The car pulls up into his new driveway and we step out of the car. My security handles the luggage, there is a fair amount of it as we are staying here for a while, until Christmas. Travis and I haven't talked about what we are doing for Christmas yet, but we probably should seeing as it's December already.

"Travis" Thea shrieks and runs for the door just as it opens. Travis is standing there in jeans and a sweater looking as handsome as ever. "Thea!"

"I hate London. I hate it. I hate it." she chants over and over again before breaking down into tears. Travis picks her up but looks questioning at me over Thea's shoulder. I'm struggling with keeping it together myself, wanting to break down so badly. I want to run into Travis's arms where I know I will feel safe.

"come on princess. Let's get you and Mommy inside. It's cold out here" Travis carries Thea inside and I follow them as I take in the new house. I take off my shoes, and Theas while Travis holds her crying body.

I follow Travis until we get to the living room. It's an open space with a huge couch and a big TV over a fireplace that crackles away. It feels homey, the decorator did a good job. But I can see some personal touches as well, some pictures on the walls and a display of his Super Bowl rings on a shelf.

Travis puts Thea down on the couch and tucks blankets around her before setting up frozen on the TV. "I'm going to talk to Mommy, okay? And then I'm gonna make you hot chocolate" he kisses her forehead and wipes her tears.
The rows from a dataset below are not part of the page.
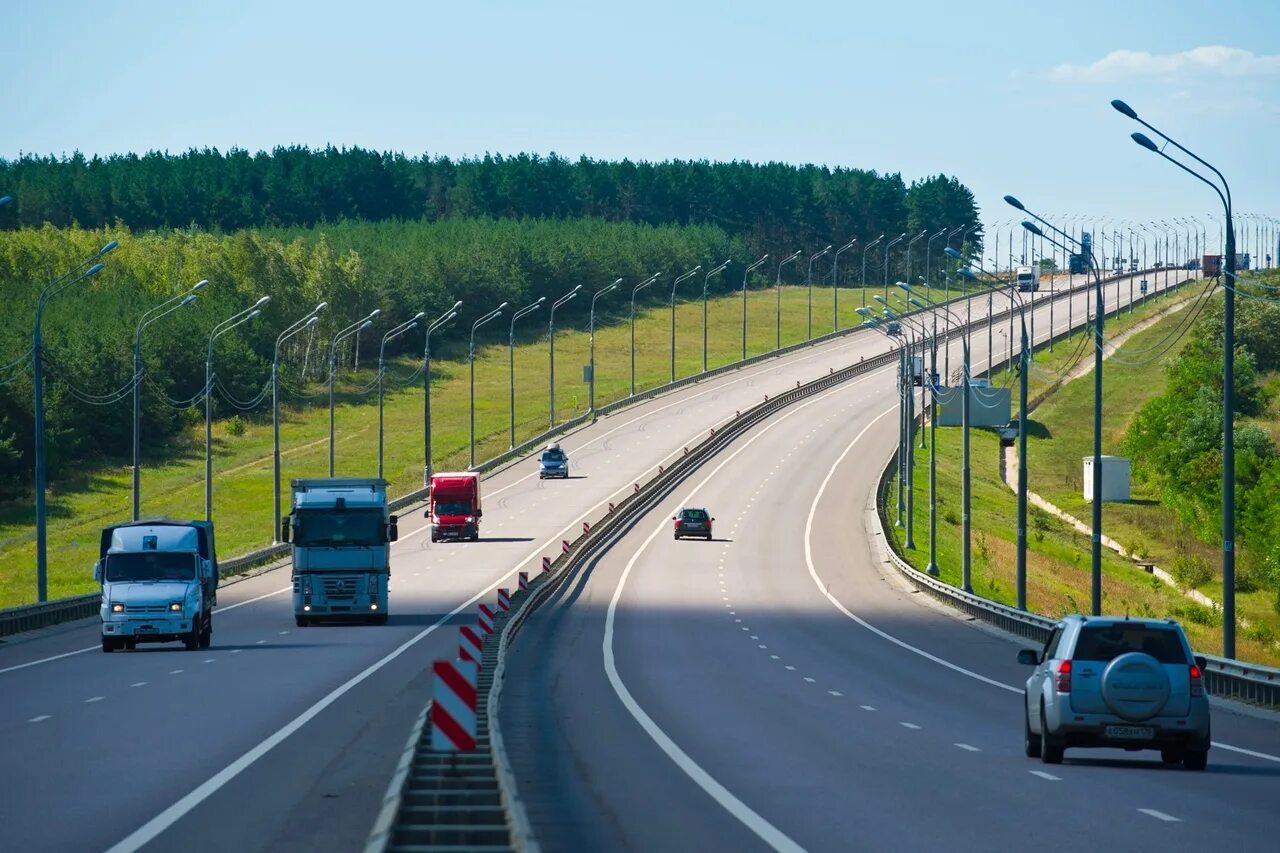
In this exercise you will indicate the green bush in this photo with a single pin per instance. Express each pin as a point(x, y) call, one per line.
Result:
point(1191, 570)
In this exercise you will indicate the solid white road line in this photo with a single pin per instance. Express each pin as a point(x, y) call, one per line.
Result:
point(763, 829)
point(177, 811)
point(955, 667)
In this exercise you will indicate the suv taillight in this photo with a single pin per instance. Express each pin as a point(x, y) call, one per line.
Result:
point(1064, 676)
point(1197, 680)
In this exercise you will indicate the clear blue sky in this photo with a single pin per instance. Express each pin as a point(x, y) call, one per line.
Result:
point(1006, 96)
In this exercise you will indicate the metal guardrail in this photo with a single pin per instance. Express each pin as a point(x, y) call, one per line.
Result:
point(429, 810)
point(1223, 676)
point(14, 620)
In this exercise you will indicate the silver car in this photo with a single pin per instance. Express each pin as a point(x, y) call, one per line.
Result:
point(1116, 682)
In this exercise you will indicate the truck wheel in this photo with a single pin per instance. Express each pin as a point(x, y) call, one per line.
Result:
point(191, 641)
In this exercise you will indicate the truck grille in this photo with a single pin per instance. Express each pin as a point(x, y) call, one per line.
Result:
point(146, 609)
point(341, 587)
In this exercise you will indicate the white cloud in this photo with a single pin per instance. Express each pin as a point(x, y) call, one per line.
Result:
point(1216, 59)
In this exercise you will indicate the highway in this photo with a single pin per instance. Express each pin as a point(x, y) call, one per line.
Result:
point(782, 688)
point(279, 738)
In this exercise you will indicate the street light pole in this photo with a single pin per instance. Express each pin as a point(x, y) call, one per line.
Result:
point(382, 378)
point(333, 369)
point(444, 319)
point(835, 286)
point(867, 249)
point(745, 276)
point(220, 329)
point(777, 292)
point(590, 386)
point(150, 316)
point(305, 323)
point(809, 284)
point(511, 363)
point(1224, 195)
point(634, 291)
point(673, 286)
point(471, 363)
point(551, 379)
point(705, 282)
point(888, 246)
point(83, 270)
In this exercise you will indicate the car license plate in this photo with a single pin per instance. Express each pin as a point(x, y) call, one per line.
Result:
point(1130, 733)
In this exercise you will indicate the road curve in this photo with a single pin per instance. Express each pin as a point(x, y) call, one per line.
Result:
point(780, 688)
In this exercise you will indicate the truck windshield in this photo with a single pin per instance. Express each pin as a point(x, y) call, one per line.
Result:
point(319, 528)
point(150, 565)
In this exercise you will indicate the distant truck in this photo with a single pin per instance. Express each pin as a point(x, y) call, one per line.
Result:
point(453, 506)
point(159, 582)
point(341, 532)
point(1027, 279)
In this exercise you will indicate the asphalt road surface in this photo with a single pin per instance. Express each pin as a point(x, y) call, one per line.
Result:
point(781, 688)
point(282, 738)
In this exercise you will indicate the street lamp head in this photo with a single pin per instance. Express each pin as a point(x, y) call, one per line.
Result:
point(1124, 109)
point(1144, 141)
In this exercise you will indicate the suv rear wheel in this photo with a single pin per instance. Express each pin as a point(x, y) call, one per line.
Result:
point(1031, 740)
point(1051, 753)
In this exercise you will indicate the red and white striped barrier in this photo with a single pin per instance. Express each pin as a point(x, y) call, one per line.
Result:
point(453, 706)
point(471, 644)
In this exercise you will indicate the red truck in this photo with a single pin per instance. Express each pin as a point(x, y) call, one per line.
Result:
point(453, 506)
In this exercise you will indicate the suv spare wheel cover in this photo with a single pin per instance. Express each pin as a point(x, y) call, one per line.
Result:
point(1134, 687)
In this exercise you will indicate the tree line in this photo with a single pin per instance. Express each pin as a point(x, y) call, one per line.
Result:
point(775, 206)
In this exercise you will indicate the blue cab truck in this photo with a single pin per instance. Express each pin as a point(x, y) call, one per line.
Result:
point(341, 534)
point(159, 582)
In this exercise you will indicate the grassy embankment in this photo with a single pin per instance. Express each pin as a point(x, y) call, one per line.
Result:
point(1057, 561)
point(242, 448)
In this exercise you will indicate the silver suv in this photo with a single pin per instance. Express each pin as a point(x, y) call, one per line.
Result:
point(1116, 682)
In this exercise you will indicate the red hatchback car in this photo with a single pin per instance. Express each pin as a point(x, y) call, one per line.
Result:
point(693, 521)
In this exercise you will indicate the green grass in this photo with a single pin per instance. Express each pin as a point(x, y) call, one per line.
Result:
point(1059, 556)
point(173, 482)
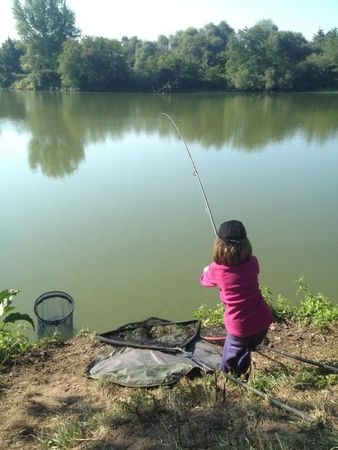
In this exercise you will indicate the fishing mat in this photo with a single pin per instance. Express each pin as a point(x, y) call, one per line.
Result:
point(140, 367)
point(154, 352)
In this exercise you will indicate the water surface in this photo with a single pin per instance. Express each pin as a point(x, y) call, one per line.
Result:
point(98, 197)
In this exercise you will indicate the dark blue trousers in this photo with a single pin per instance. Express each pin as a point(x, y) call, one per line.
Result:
point(237, 352)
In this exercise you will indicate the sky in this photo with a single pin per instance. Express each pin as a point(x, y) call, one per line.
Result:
point(147, 19)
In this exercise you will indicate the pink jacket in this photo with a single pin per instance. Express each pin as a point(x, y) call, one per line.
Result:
point(246, 312)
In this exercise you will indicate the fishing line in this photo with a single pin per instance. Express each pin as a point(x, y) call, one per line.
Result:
point(195, 172)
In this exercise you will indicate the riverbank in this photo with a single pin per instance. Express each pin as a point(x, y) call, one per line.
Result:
point(47, 402)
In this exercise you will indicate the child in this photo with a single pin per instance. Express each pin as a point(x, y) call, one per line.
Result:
point(247, 317)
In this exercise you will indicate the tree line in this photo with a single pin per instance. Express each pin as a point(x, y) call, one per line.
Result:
point(52, 54)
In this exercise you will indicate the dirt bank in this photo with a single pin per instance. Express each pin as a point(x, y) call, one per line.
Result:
point(48, 388)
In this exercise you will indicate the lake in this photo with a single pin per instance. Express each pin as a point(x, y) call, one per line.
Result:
point(99, 200)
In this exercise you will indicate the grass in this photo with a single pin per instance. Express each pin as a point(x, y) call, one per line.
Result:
point(208, 412)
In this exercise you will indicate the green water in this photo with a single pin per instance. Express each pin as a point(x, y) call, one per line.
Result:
point(98, 197)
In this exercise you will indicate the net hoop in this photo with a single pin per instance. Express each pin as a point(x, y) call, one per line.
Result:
point(52, 294)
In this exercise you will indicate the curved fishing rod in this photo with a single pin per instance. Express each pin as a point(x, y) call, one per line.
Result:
point(195, 173)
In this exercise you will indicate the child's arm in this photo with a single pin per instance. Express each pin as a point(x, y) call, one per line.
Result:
point(206, 278)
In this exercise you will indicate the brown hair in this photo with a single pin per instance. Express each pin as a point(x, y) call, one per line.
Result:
point(232, 253)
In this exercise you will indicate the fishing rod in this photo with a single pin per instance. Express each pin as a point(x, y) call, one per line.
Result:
point(195, 172)
point(300, 358)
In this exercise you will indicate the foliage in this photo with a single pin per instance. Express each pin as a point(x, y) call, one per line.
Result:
point(210, 316)
point(43, 26)
point(315, 310)
point(93, 64)
point(12, 341)
point(10, 66)
point(260, 58)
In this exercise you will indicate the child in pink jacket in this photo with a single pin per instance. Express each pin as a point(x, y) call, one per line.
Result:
point(247, 316)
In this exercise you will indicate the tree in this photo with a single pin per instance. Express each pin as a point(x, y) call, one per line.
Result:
point(10, 66)
point(43, 25)
point(264, 58)
point(325, 57)
point(93, 64)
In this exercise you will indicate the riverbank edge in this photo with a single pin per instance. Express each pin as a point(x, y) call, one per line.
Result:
point(47, 401)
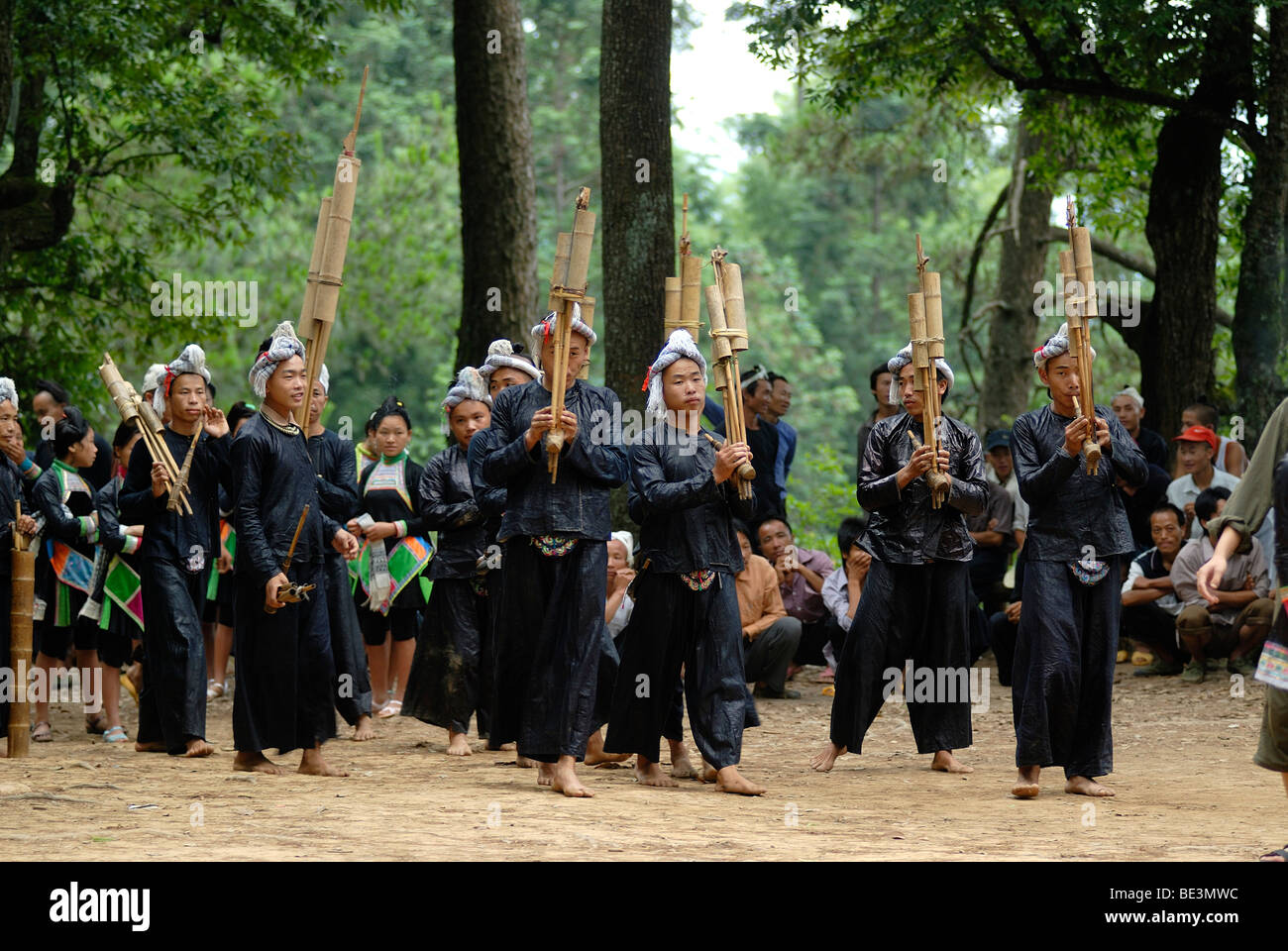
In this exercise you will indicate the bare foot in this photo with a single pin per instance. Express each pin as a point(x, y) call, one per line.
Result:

"with extra chocolate sirup and whipped cream?" she looks up at him with big eyes. "is there any other way to make hot chocolate" he grins at her, which makes a small smile appear on her otherwise sad face.

Travis takes my hand and leads me to the other room. When he wraps his arms around me, I can't keep the tears in anymore. If I thought my breakdown in the hotel was bad, this is worse. Sobs take over my body, making me shake, And I struggle to catch my breath.

"it's okay baby. Let it all out. I'm here. you're safe. Nothing can hurt you here" he soothes me, and I try to take comfort in the warmth he offers. This is all I wanted, I wanted to be in his arms again because that's where I feel safe. And I was right. This is where I know I can break because he will be there to hold me up. I don't always have to be so strong when I'm around him, I know he will take care of me.

I don't know how long I cry, but eventually, the sobs slow after hitting a peak and I start to calm down. You can only stay panicked for so long before your body naturally calms down. You might not feel any better, but at least you're not a sobbing mess anymore.

"what happened?" he asks as he runs his fingers through my long hair. "I saw joe" I rasp out.

His body tenses for a second before it relaxes again. I haven't told him what went down between me and joe, only bits and pieces. All he really knows is that it ended badly. The details I'm keeping close to my chest, at least for now. there is no need to share the darkness, I don't want to taint what we are building together.

"okay? Where did you see him?" he says and lead me over to the kitchen table where he takes a seat and places me in his lap. His arms are still tightly around me, giving me the strength I need to tell him what's going on.

"Liz... joes' mom, texted me and asked if we wanted to come over. She missed Thea and wanted to see her granddaughter. I thought it was fine because she promised that joe wouldn't be there. God she even promised he wasn't in town. So we showed up, it was a little awkward at first, but we settled in and had a decent time." in the beginning it wasn't so bad, I was having a decent time and Thea deserves to spend time with that side of her family, it's not their fault that joe is how it is. But I should never have trusted their intentions.